Sen. Marco Rubio's (R-Fla.) fiscal profile has been the main attraction for conservatives who support him, but he is also crafting a foreign policy reputation, which, if he plans to run for higher office down the road, could make him a more well-rounded candidate.
Rubio chats with National Review's Robert Costa about foreign policy in a piece out today. He identifies the late-Sen. Jesse Helms (R-N.C.), a hawkish former Senate Foreign Relations Committee chairman, as his model. He also mentions two books he keeps at his side: "Courting Disaster," former George W. Bush speechwriter Marc Thiessen's defense of the CIA's interrogation program during the Bush administration; and "Power, Faith, and Fantasy," Israeli Ambassador to the U.S. Michael Oren's book on the history of the U.S. in the Middle East. Rubio has also recently read Bush's autobiography, "Decision Points."
"It is so important that conservatism does not translate into isolationism," Rubio says. "Isolationism has never worked for America.
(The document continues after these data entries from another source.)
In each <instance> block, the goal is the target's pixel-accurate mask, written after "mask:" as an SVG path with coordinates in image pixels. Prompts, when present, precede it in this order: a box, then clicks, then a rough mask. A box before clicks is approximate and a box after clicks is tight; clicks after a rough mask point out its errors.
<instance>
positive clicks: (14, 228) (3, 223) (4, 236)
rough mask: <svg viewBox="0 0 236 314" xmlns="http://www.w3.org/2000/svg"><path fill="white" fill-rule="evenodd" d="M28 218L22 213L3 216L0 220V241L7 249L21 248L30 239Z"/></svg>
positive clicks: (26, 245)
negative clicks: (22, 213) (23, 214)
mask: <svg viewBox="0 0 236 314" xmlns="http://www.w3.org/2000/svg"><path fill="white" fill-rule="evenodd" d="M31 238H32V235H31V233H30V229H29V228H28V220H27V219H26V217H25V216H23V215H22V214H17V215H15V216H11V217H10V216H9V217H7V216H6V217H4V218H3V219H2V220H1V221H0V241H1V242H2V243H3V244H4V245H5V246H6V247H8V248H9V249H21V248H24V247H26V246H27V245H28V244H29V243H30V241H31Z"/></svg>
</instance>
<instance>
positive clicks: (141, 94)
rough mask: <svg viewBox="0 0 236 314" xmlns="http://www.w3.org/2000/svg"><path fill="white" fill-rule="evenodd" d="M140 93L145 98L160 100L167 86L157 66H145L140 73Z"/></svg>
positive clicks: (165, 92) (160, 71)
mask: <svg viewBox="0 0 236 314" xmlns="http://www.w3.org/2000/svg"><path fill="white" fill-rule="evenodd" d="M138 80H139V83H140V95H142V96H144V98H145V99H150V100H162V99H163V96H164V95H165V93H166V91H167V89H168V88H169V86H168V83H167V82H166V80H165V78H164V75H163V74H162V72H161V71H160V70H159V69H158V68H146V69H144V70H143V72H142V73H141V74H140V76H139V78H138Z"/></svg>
It is not going to work in the 21st century."
As much as Rubio has focused on fiscal matters, adopting stances on the debt ceiling and continuing resolutions that have garnered a lot of attention, he frequently discussed foreign policy on the campaign trail in 2010 and it's worth watching how his foreign policy track unfolds as his name continues to be mentioned as a possibility for national office in the future.